Note their description of data types, number of experiments performed, file types generated, and repositories for submission.

Description of data types, number of experiments performed, file types generated, and repositories for submission

Genetic sequencing: mRNA and DNA sequencing from E. huxleyi cultures grown in the lab will be collected. Sequencing will be performed at the Columbia Genome Center (New York, NY). All raw sequence data will be deposited in the short-read archive (SRA) through the NCBI. Assembled genomes will be deposited under the same project number through the NCBI’s Assembly database. Assembled transcriptomes will be deposited on the NCBI’s Transcriptome Shotgun Assembly (TSA) database. Associated annotation files will be uploaded with the genome and transcriptome files to the appropriate database. File types: Short-read archive (.sra), raw sequencing files (.fastq), assembled fasta files (.fasta), annotation files (.gff). Repository: NCBI; accession numbers will be provided to BCO-DMO.
Physiological experiment data: Physiological experiments carried out on 10 different E. huxleyi strains will be conducted in the lab. Physiological and chemical parameters of the cultures will be collected over time including: growth rate, cell size, Fv/Fm, chlorophyll, particulate organic carbon, particulate inorganic carbon, dissolved nitrogen and phosphorus, and particulate nitrogen and phosphorus. File types: csv files. Repository: BCO-DMO.
Bioinformatic pipelines: Analysis of all genetic sequencing data will be done through the construction of reproducible pipelines designed in Snakemake. These pipelines will be made public on GitHub and archived and provided a doi through Zenodo. Repository: Zenodo; doi will be provided to BCO-DMO.
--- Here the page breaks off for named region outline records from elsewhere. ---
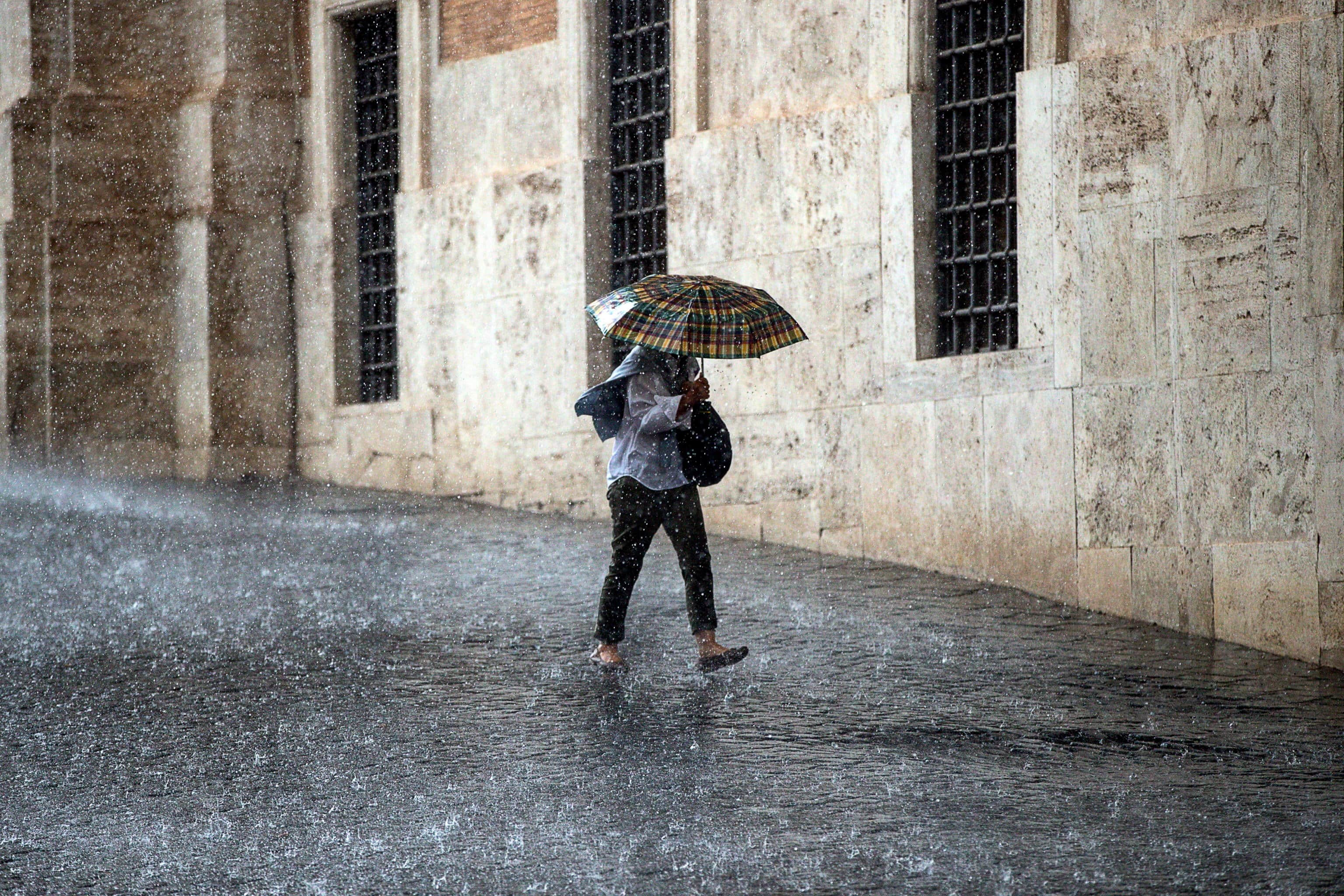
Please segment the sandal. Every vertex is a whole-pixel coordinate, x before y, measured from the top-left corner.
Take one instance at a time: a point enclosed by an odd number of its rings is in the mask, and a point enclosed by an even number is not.
[[[700,672],[715,672],[723,666],[731,666],[734,662],[742,662],[747,658],[746,647],[728,647],[723,653],[715,654],[712,657],[700,657]]]

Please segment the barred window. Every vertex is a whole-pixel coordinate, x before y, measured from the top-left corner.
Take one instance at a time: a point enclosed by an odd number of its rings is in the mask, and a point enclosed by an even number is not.
[[[612,289],[667,271],[668,0],[610,0]]]
[[[1023,0],[934,3],[938,355],[1016,348]]]
[[[355,48],[359,400],[396,400],[396,9],[349,24]]]

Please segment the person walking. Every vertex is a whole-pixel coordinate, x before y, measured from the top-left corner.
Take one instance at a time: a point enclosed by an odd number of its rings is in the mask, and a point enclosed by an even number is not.
[[[699,645],[700,670],[739,662],[747,647],[724,647],[715,637],[719,618],[700,492],[681,469],[676,439],[676,430],[689,427],[691,410],[710,398],[710,383],[695,359],[637,345],[605,383],[579,399],[577,410],[582,414],[587,407],[593,412],[603,398],[614,410],[622,403],[613,392],[624,392],[625,400],[606,474],[612,563],[598,599],[593,633],[597,647],[590,660],[605,669],[624,666],[618,645],[625,639],[630,591],[653,536],[663,528],[685,580],[685,611]],[[594,414],[594,422],[601,422],[599,414]]]
[[[741,662],[747,649],[724,647],[715,637],[714,572],[696,485],[723,478],[732,447],[695,359],[761,357],[808,336],[765,290],[719,277],[652,274],[589,304],[587,313],[603,336],[634,344],[574,406],[575,414],[593,418],[603,442],[616,438],[606,470],[612,563],[590,660],[603,669],[624,666],[618,645],[630,591],[663,528],[685,580],[700,670]]]

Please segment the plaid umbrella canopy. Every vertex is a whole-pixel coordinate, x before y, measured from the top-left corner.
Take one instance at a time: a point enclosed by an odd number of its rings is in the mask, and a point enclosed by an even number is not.
[[[719,277],[653,274],[587,306],[603,334],[695,357],[761,357],[808,339],[763,289]]]

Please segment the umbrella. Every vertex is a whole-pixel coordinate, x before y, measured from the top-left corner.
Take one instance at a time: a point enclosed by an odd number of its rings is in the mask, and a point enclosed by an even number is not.
[[[719,277],[653,274],[587,306],[603,334],[695,357],[761,357],[808,339],[763,289]]]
Metadata Critical for Data Interpretation and Reuse

Describe the accompanying information that is needed to interpret the data, such as effort or calibration information. Describe what other data will be shared to enable interpretation of the data. This may include metadata (e.g., about sensors or other equipment), temporal and spatial details, or effort data (e.g., from observational surveys).

Sensor / instrument metadata

Information about instruments or sensors used to collect data.

BCO–DMO: Church

All underway optical data including imaging flow cytometry will be time-synchronized with the ship’s GPS and thermosalinograph. At sea all data will be visualized in real time to evaluate data quality and instrument stability; data will be stored on a customized raspberry-PI based data logger and backed up onto a separate hard drive. Post-cruise, all continuous optical data will be merged to 1-min averages and submitted to BCO-DMO; Imaging flow cytometry data are sampled at ~20 min intervals; a composite cruise file of all imaged particles and their individual morphometrics and optical properties will be generated and submitted to BCO-DMO.

Sampling effort metadata

Details about sampling methods, locations, and conditions

BCO-DMO: Reitzel

Sequence data will be annotated with essential information for each sample, which will include description of the sample (e.g., location of origin for population, date), method for library generation, and the sequencing method. These data tags for description will be included with data submitted to SRA and BCO-DMO. Nucleic acids extracted from collected animals will be labeled with precise site of origin (latitude, longitude), date of collection, and species and archived in the Reitzel and Burt laboratories. Field temperature data will be stored in flat ASCII files, which can be read easily by different software packages. Field data will include date, time, latitude, longitude, and temperature, as appropriate.